Am Freitagmorgen war Grosseinkaufstag. Unter vielem anderem ist auch ein Poulet in den Einkaufswagen gewandert, mit der Idee am Abend das berühmte Zitronenhuhn zu kochen. Es kam jedoch anders. Am Mittag ist mir nämlich Arianes Beitrag ins Auge gestochen. Indisches Huhn im Schmortopf! genau das richtige bei diesen kalten Temperaturen! Kurz Y. gefragt, ob er switchen kann – er ist da nämlich nicht so flexible. Er konnte und somit genossen wir am Abend anstelle des Zitronenhuhn ein supersaftiges vom Knochen fallendes indisch angehauchtes Huhn. So schnell habe ich noch nie ein Rezept nachgekocht!

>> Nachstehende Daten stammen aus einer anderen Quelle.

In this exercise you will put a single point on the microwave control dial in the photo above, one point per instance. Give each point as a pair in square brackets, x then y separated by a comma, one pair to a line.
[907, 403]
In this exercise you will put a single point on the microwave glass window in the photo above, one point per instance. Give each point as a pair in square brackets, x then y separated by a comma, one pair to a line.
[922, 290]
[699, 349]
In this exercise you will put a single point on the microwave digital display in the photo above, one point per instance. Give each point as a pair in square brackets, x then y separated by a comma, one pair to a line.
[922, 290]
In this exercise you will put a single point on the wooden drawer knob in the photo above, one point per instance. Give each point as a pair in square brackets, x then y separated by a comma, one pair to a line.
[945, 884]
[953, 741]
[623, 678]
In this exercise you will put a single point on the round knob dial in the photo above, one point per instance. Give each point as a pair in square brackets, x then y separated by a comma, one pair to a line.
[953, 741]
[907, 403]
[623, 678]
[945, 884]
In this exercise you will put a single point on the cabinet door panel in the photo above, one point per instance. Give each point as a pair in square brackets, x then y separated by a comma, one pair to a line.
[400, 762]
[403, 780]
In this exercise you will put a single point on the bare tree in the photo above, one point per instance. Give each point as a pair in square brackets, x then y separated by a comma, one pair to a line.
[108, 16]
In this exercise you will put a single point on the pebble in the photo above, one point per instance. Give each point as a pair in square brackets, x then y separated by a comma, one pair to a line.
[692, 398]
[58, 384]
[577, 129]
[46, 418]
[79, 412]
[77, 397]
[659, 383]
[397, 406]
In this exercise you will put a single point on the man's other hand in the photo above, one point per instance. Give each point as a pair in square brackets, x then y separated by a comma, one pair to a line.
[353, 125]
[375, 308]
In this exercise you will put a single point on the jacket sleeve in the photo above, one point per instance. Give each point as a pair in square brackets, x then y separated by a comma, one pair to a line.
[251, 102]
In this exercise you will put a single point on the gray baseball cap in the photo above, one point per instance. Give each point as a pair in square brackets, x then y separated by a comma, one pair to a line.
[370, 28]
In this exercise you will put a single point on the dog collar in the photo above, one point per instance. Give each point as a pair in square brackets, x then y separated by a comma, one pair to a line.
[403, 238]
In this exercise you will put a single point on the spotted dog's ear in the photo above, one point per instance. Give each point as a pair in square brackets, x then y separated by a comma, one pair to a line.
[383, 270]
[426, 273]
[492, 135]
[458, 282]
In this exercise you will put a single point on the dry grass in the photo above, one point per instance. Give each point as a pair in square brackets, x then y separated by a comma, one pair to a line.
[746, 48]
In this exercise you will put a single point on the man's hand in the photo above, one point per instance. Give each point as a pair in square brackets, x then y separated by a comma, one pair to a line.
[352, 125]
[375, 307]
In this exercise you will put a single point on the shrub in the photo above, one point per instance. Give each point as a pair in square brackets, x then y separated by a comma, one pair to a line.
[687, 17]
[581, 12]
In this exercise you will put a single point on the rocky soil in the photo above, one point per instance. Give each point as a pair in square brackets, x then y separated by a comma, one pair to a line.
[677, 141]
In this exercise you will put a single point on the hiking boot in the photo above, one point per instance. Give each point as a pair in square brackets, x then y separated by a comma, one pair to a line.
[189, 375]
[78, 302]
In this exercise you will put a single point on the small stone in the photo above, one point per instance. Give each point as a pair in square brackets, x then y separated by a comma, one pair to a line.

Indisches Huhn im Schmortopf
Rezept für 4 Personen

Indisches Huhn im Schmortopf

1 Huhn (bei mir 2 kg)

Marinade
3 Knoblauchzehen
3 gehäufte EL Joghurt
2 TL Kurkuma
2 TL frisch gemahlene Zimtrinde
2 TL frisch gemahlener Koriander
1 TL Chilipulver
1 frische Chilischote, fein gehackt
1 gehäufter TL Meersalz
frischgemahlener schwarzer Pfeffer

1 Zitrone direkt vom Baum
1 TL Pflanzenöl

Zum Servieren
1 Handvoll frische Korianderblätter

Knoblauch in ein Schlüsselchen pressen und mit Joghurt und den Gewürzen vermischen.

Zitrone waschen, halbieren und die eine Hälfte in sehr dünne Scheiben schneiden. Diese mit dem TL Oel vermischen, geht am besten mit den Händen, dann die Scheiben auf dem Bräterboden gleichmässig verteilen.

Den Backofen auf 190°C vorheizen.

Das Huhn mit der Joghurtmischung einreiben und mindestens 30 Minuten marinieren lassen.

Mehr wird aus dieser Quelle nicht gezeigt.